Monofocal vs. Multifocal IOLs – The Choices are Getting Better
Written by Dr. David Evans Last modified on September 20, 2018
If you have cataracts and are considering surgery, you have options when it comes to which type of intraocular lens (IOL) or combination of lenses should be placed in your eyes. Monofocal IOLs have been approved for implantation in the U.S. for more than 15 years, their chief benefits being that they treat presbyopia and provide near vision without glasses. However, with great improvements having been made in multifocal technology, many patients are now opting for multifocal IOLs instead of the monofocal option.
Whereas a monofocal IOL provides focus at only one distance, a multifocal IOL provides vision across varying distances. As a consequence, it sacrifices the quality of distance vision due to multiple overlapping images of near and distance objects.
A number of factors should be considered when you are choosing a lens. For instance, how important is your distance vision? If you are a pilot that requires excellent distance vision in both eyes, then a multifocal IOL may not be your best bet. But if lifestyle is more important and being glasses-free under all lighting environments is your preference, then a multifocal IOL may be the best choice. Don’t expect that you will have the full range of crisp vision at both near and distance that you had as a youth. The choice has to be based on your vision needs, what is most important to you and the compromise you are willing to tolerate for one visual distance versus another.
Not to complicate things too much, but there are IOL combinations that can provide an excellent middle ground for treating presbyopia based on your vision needs. A combination of a multifocal lens in one eye and a monofocal in the other can provide for good vision at many distances — although distance vision is still slightly compromised in the multifocal eye. Another option is monovision treatment, which involves the use of two monofocal lenses with different focusing distances; one eye is selected for near vision and the other for distance.

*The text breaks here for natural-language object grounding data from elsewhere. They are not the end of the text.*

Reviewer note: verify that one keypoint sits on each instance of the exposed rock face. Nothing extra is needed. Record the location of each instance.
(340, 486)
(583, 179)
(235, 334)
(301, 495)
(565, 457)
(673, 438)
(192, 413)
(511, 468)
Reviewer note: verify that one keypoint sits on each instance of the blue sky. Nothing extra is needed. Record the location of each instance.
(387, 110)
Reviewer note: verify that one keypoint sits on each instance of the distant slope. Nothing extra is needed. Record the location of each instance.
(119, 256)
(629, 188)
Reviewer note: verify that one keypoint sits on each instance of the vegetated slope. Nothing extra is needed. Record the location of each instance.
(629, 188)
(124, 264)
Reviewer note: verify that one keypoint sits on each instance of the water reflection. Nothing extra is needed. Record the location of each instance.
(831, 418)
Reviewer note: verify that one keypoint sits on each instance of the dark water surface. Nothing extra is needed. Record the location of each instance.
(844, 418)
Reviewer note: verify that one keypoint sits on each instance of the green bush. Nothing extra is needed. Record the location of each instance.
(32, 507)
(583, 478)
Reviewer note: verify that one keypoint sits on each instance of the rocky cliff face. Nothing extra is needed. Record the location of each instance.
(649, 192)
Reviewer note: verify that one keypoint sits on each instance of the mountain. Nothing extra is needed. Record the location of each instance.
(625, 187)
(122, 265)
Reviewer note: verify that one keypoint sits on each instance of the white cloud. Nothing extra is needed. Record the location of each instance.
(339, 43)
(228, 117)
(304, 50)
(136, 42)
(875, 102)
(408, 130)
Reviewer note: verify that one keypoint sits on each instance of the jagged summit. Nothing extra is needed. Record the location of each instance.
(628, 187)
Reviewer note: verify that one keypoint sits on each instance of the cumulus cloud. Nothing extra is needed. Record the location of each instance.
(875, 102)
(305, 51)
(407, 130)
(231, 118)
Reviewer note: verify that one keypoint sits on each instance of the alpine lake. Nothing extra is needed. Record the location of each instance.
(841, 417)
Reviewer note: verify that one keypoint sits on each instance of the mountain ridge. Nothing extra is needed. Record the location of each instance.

Another factor to consider is cost. While monofocal IOLs typically are fully covered by insurance or Medicare, multifocal IOLs are considered premium and involve an additional fee. Since the cost of surgery is per eye, the most expensive option for presbyopia correction is a multifocal IOL in both eyes, and the least expensive is monovision treatment with standard monofocal IOLs. The cost for the premium IOL versus the standard monofocal IOL should be discussed with your surgeon.